Nachdem Poirot den Brief zweimal gelesen hatte, gab er ihn zurück und sagte: «Das ist ein wirklich schöner Brief, Mademoiselle, und er ist sehr bemerkenswert, sehr bemerkenswert.»

«Caroline war eine bemerkenswerte Persönlichkeit.»

«Ja, ein außergewöhnlicher Geist...» stimmte er zu. «Sie halten diesen Brief für den Beweis ihrer Unschuld?»

«Selbstverständlich!»

«Das geht aber nicht deutlich daraus hervor.»

«Weil Caroline wußte, daß ich sie auch nicht im Traum für schuldig hielt!»

«Vielleicht... vielleicht... aber man könnte ihn auch anders verstehen, in dem Sinne, daß sie schuldig war und durch das Büßen ihrer Schuld Frieden fand.»

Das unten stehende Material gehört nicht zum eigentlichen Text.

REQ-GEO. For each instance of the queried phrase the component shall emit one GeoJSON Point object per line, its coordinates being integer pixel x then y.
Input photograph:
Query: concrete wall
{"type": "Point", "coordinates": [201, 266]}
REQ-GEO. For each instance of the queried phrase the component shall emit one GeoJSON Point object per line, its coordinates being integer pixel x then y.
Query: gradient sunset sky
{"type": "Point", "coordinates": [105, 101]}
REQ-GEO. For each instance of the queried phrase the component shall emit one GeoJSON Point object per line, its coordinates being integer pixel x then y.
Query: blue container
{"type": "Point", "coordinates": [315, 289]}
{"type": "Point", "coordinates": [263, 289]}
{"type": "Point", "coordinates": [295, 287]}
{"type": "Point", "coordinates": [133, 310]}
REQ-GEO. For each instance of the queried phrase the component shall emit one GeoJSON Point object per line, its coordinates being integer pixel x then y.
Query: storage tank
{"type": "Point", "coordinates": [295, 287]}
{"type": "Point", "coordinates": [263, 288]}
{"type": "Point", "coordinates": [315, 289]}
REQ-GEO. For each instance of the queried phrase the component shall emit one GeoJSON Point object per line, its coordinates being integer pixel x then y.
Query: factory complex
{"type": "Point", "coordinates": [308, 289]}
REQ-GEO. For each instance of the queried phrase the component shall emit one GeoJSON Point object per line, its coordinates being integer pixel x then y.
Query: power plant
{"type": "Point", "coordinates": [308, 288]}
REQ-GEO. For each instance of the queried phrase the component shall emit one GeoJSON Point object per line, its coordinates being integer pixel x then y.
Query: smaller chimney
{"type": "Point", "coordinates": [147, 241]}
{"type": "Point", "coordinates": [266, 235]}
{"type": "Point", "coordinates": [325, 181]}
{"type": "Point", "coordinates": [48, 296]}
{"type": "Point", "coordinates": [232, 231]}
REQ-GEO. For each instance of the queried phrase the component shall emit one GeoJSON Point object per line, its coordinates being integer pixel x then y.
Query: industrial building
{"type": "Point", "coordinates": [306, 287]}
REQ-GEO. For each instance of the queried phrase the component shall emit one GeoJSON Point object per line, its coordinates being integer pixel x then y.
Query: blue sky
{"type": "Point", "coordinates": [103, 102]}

Der Brief paßt zu ihrem Verhalten in der Verhandlung, dachte er, und zum erstenmal tauchten Zweifel an ihrer Unschuld in ihm auf. Bisher hatten alle Beweise gegen Caroline Crale gesprochen, und jetzt stimmten sogar ihre eigenen Worte gegen sie. Andererseits sprach die unerschütterliche Überzeugung Angela Warrens für sie; Angela hatte sie zweifellos gut gekannt. Aber konnte ihre Oberzeugung nicht auf der fanatischen Treue eines Mädchens zu der geliebten älteren Schwester beruhen? Als hätte sie seine Gedanken gelesen, sagte Angela: «Nein, Monsieur Poirot, ich weiß, daß Caroline unschuldig war.»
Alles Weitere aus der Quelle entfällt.